Alerting
Explore this Page
- Overview
- Installation
- Alertmanager Configuration
- Alerting Rules
- Alert Evaluation and Triggering
- Best Practices
- Benefits of Alerting
Overview
Alerting in DataCore Puls8 provides real-time insights into the health and performance of storage resources by integrating with the Prometheus and Alertmanager components of the Kubernetes ecosystem. It enables automated detection of critical issues such as latency spikes, resource saturation, and abnormal behavior in both OpenEBS Local Storage and OpenEBS Replicated Storage.
The alerting system helps you take timely action by triggering customized notifications based on pre-defined thresholds and rules.

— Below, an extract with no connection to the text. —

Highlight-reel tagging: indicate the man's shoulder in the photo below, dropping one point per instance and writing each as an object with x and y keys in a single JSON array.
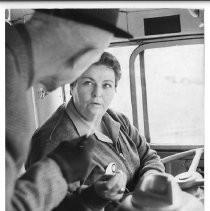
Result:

DataCore Puls8’s alerting capabilities are designed for flexibility, allowing you to tailor alerts to operational standards and integrate with existing monitoring infrastructure.
Installation
The monitoring chart is included as a dependency in the DataCore Puls8 umbrella Helm chart.
Monitoring is enabled by default, and the stack installs:
- kube-prometheus-stack v70.10.0
- DataCore Puls8 specific add-ons and configurations for:
- Prometheus
- Grafana
- Alertmanager
If you want to install DataCore Puls8 without the monitoring stack (Example: If your environment already includes kube-prometheus-stack), use the following Helm command:
helm install puls8 oci://registry-1.docker.io/datacoresoftware/puls8 \
-n puls8 --create-namespace --version 4.3.0-develop \
--set monitoring.kube-prometheus-stack.install=false
This installs only DataCore Puls8-specific monitoring custom resources (CRs). If these CRs are installed in a different namespace, some additional configuration is required.
If you already have kube-prometheus-stack installed:
Prometheus Rule Selector Adjustment
To prevent the DataCore Puls8-specific rules from being ignored due to mismatched release labels, adjust the rule selector in the existing Prometheus installation:
helm upgrade <release_name> prometheus-community/kube-prometheus-stack -n monitoring \
--set prometheus.prometheusSpec.serviceMonitorSelector.matchLabels=null \
--set prometheus.prometheusSpec.podMonitorSelector.matchLabels=null \
--set prometheus.prometheusSpec.ruleSelector.matchLabels=null
This allows Prometheus to detect and process rules regardless of label mismatches.
Handling Alertmanager from External Stack
If Alertmanager is installed separately (i.e., not managed by DataCore Puls8), you must manually integrate DataCore Puls8 alerting by adding child routes and receivers specific to DataCore Puls8 alerts in the existing Alertmanager configuration.
Alertmanager Configuration
Prometheus handles the evaluation of rules and creation of alerts, but not their delivery. Alertmanager acts as the notification system managing alert grouping, deduplication, silencing, routing, and dispatching to receivers.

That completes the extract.